A direita vem falhando rotundamente. A ideia mais repetida por Rio e por Cristas é a de que houve o maior aumento de impostos de sempre, e houve, mas não é isso que paira entre o eleitorado. Vive-se num clima de confiança e de folga tributária, uma vez que Costa foi sábio em diminuir aqueles impostos cujas variações afectam mais as pessoas: o IRS e o IVA. Depois, claro, aumentou noutros, nomeadamente nos indirectos, como o combustível, e sempre com aquele escudo fantástico das alterações climáticas e da perseguição ao uso do carro próprio. A ausência de qualquer crise económica europeia e internacional foi a cereja no topo do bolo. Eis, mui resumidamente, os quatro anos de governo socialista. Ah, já me esquecia: os passes sociais foram a cobertura de chocolate do bolo. As eleições vencem-se nos grandes centros urbanos. Enquanto político, Costa ganhou e a direita perdeu, porque foi incapaz, quatro anos depois, de fazer o eleitorado acreditar que estamos pior, que o país está pior. Incapacidade sua ou efectivamente o país não está pior? Houve pouquíssimo investimento público, quase nenhum, menos do que nos anos de Pedro Passos Coelho. O Serviço Nacional de Saúde, que há dias assinalou o seu quadragésimo aniversário, está cheio de problemas, com quebras no fornecimento de medicamentos, falta de profissionais de saúde, embora o balanço de quarenta anos seja francamente positivo. Em alguns indicadores macroeconómicos, estamos com números iguais àqueles deixados por Passos Coelho.

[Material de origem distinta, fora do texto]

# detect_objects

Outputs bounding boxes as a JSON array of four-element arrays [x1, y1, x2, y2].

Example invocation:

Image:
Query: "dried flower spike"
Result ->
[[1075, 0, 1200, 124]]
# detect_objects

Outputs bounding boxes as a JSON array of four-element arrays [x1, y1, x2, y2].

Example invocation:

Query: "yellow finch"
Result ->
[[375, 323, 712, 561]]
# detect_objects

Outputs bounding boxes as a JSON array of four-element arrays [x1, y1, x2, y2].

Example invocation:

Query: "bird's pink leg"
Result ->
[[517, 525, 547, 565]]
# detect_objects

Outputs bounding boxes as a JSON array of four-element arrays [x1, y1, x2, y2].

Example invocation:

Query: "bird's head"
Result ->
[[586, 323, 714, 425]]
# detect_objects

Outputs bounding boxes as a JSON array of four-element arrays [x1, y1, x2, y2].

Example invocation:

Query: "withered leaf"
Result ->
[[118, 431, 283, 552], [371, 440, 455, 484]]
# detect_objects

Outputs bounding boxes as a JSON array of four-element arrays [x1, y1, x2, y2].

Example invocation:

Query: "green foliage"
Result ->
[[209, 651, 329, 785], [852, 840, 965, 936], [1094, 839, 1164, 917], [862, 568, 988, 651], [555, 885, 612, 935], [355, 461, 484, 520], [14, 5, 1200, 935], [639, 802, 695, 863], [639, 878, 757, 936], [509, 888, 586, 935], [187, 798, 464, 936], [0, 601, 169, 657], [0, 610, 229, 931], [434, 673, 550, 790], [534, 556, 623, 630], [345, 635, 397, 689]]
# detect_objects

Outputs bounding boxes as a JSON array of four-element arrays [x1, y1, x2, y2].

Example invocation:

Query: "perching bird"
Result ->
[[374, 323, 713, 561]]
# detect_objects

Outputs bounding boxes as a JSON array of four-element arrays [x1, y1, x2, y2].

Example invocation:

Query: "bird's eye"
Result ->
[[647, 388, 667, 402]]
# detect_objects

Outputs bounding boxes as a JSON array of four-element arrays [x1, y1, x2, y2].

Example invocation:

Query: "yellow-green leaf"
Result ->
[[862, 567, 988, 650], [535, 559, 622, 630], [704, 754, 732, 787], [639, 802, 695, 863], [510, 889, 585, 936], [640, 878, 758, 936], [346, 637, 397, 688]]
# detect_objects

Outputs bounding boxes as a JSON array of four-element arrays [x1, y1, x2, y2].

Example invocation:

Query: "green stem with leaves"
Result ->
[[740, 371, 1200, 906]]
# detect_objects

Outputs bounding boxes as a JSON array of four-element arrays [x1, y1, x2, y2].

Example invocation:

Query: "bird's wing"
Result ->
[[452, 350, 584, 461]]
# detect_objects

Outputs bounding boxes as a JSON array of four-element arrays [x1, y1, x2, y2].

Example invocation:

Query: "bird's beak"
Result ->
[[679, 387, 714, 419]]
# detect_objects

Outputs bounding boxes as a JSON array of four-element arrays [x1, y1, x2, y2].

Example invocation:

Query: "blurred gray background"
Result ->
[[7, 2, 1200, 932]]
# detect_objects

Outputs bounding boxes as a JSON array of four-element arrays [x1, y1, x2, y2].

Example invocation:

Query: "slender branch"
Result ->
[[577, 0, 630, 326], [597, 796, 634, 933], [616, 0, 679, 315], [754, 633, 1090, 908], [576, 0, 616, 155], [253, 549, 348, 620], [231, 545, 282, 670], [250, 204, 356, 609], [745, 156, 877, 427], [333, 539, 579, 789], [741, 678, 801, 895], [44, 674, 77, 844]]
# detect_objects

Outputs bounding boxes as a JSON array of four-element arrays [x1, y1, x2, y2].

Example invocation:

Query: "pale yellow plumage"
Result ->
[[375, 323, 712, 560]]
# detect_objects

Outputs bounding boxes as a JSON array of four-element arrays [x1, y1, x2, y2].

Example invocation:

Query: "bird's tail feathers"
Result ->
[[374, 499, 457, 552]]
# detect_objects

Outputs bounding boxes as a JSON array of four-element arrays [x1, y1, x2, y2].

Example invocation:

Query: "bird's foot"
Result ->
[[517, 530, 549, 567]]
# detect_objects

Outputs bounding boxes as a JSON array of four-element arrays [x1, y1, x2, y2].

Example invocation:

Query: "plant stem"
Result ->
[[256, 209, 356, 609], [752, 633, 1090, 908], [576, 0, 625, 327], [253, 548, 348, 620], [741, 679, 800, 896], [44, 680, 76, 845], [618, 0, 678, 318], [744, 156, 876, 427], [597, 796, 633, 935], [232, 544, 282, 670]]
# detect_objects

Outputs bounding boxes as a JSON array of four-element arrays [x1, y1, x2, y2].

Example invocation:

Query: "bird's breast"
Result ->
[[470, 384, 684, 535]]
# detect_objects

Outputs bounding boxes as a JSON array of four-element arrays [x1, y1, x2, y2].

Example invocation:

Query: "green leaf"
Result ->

Independentemente dos resultados que saírem do escrutínio de Outubro, não é saudável que uma democracia esteja praticamente toda voltada à esquerda. Portugal ruma em sentido oposto ao da maioria dos países europeus. Se por lá fora se vive uma deriva à extrema-direita, aqui arriscamo-nos a uma à extrema-esquerda, com tudo o que isso implica, nomeadamente perseguições pessoais e ideológicas a quem se define de direita, o que já vem sucedendo. É isso que temo. Um enorme desequilíbrio de poder e influência, porque, forme governo quem formar, as linhas orientadoras serão relativamente as mesmas, para cumprir com os compromissos assumidos em Bruxelas. Espera-se um abrandamento progressivo da economia, e daí é que virão as grandes novidades.